Di questo se ne sono accorti in molti, a cominciare da Sabina Guzzanti che su Twitter - social network neo eletto luogo deputato alle diatribe tra VIP - ha definito lo show “noioso” beccandosi per tutta risposta un “rosicona” dal diretto interessato, che ha talmente preso sul serio l’incidenza popolare di Twitter da titolare il suo titolo con un hashtag. Attacchi sono arrivati anche dallo scrittore Fulvio Abbate che ne ha criticato il tasso di correttezza politica, troppo vicino al neutro, definendolo “San Fiorello da Valtur” e accusandolo di scimmiottare un “Bagaglino dal volto umano”.

Dall’altra parte, quella degli entusiasti dirigenti Rai, Lei in primis, si sottolinea la superlativa professionalità di Fiorello. Uno showman in grado di attirare sia quello che potremmo definire un pubblico “colto e raffinato” che la più vasta platea “nazionalpopolare” proprio in virtù della sua maestria di intrattenitore, di personaggio completo che agilmente alterna qualità canore e comiche riuscendo a dialogare col pubblico con toni brillanti.. Un Walter chiari del 21° secolo, come lo ha definito il mentore Maurizio Costanzo, che possiede il taumaturgico potere di donare spensieratezza e allontanare - seppur per poco - la problematicità che invade il vivere odierno.
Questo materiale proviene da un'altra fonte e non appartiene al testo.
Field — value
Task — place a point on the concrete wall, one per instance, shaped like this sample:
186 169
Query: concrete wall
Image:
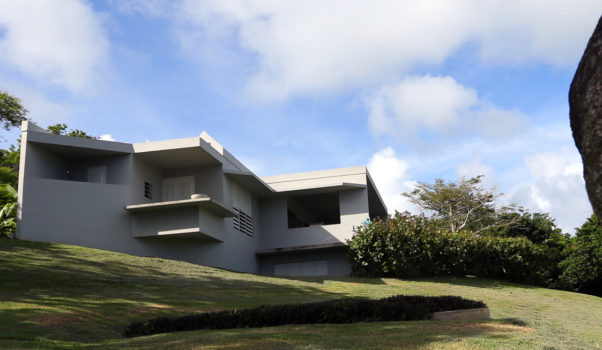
338 264
59 206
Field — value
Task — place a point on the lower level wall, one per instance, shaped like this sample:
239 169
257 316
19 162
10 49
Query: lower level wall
336 262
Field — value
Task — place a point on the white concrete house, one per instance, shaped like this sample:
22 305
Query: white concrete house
189 199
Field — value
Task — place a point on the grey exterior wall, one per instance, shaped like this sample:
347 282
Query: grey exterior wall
275 233
338 265
56 204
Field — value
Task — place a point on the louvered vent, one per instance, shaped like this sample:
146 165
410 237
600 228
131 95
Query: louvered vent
243 222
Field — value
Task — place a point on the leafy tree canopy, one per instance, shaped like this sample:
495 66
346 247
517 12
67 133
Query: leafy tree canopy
12 112
462 205
537 227
61 129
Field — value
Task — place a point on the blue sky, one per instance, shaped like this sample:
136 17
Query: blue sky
415 90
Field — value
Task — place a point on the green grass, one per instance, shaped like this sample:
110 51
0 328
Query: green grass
61 296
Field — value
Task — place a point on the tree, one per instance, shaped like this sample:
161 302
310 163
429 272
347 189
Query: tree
537 227
462 205
12 112
582 268
61 129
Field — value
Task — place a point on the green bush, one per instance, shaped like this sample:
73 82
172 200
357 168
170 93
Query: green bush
395 308
407 245
582 268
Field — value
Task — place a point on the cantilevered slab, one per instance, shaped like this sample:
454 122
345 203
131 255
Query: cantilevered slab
186 234
344 177
205 203
299 248
73 144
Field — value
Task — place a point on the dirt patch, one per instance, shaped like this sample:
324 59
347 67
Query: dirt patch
53 319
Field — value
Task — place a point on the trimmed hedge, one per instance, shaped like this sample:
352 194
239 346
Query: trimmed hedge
395 308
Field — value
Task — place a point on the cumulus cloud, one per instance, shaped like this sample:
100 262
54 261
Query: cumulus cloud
315 47
55 42
106 137
557 187
476 167
439 105
391 177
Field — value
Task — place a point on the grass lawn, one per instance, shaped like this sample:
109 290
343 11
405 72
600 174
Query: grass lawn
61 296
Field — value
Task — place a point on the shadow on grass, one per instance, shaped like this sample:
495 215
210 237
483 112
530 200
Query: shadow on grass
477 282
381 335
72 293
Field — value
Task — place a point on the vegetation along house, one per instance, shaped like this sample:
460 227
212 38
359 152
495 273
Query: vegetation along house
189 199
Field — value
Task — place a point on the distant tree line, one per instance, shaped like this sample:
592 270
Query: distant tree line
460 231
12 114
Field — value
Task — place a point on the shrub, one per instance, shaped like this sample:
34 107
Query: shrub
396 308
408 245
582 268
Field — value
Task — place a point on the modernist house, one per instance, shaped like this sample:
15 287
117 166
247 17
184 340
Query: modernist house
189 199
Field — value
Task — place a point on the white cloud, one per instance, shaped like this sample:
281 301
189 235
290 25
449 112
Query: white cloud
106 137
315 47
390 175
557 187
476 167
440 105
57 42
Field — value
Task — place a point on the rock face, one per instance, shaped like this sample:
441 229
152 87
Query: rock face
585 99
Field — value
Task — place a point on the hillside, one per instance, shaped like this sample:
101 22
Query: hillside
61 296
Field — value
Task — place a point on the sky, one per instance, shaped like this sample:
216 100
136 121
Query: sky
415 90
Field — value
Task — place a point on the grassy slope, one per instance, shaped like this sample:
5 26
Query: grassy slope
64 296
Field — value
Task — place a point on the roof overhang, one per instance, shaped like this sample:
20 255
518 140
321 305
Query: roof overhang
179 153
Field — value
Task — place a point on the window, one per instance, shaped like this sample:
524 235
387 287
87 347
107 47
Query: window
178 188
97 174
304 268
148 190
242 204
315 209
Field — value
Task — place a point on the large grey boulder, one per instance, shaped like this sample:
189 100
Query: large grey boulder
585 99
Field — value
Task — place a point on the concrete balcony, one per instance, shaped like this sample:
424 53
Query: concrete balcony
196 219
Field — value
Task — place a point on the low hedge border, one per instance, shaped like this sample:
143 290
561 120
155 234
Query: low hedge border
348 310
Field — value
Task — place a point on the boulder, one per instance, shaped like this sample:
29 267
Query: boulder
585 100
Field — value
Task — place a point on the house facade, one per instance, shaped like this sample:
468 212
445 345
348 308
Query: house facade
189 199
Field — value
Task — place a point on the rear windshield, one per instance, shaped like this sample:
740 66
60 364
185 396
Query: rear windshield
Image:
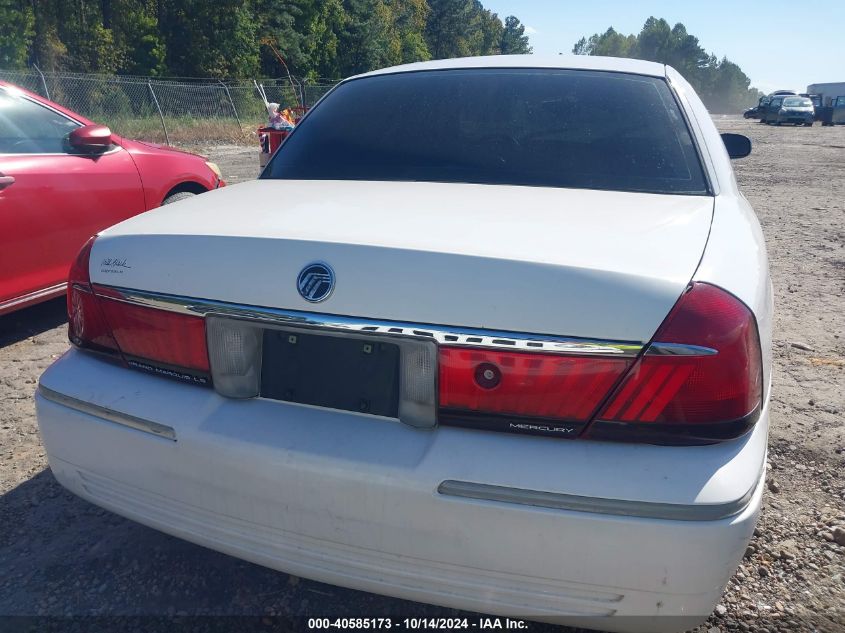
552 128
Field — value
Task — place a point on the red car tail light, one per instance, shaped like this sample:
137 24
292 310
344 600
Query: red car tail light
164 342
87 326
699 380
523 391
155 335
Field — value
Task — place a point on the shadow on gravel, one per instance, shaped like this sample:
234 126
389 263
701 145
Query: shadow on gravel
19 325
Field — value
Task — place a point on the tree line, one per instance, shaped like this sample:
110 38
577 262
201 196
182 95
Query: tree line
720 83
235 38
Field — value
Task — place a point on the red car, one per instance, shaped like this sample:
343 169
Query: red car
63 179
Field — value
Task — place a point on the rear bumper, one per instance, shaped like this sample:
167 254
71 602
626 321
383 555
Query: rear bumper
353 500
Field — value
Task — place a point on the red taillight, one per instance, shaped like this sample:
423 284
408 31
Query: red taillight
707 383
507 390
165 342
86 325
157 335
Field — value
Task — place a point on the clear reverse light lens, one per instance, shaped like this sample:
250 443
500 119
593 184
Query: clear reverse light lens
234 350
Così non si può far altro se non pensare che l’Italia di Fiorello assomigli fin troppo all’Italia di questa “nuova era” Monti: un’Italia vecchia, docile e assolutamente immobile. Professionale, certo, impeccabile nel suo ruolo, ma inevitabilmente stantia. Dove ai giovani non resta che imitare i vecchi e sperare che, come in quello studio, il passato possa rivivere. Dove le lungaggini diventano atmosfera, la noia concentrazione e le banalità si trasformano in memoria storica. E la crisi, per qualche ora, non si sente più.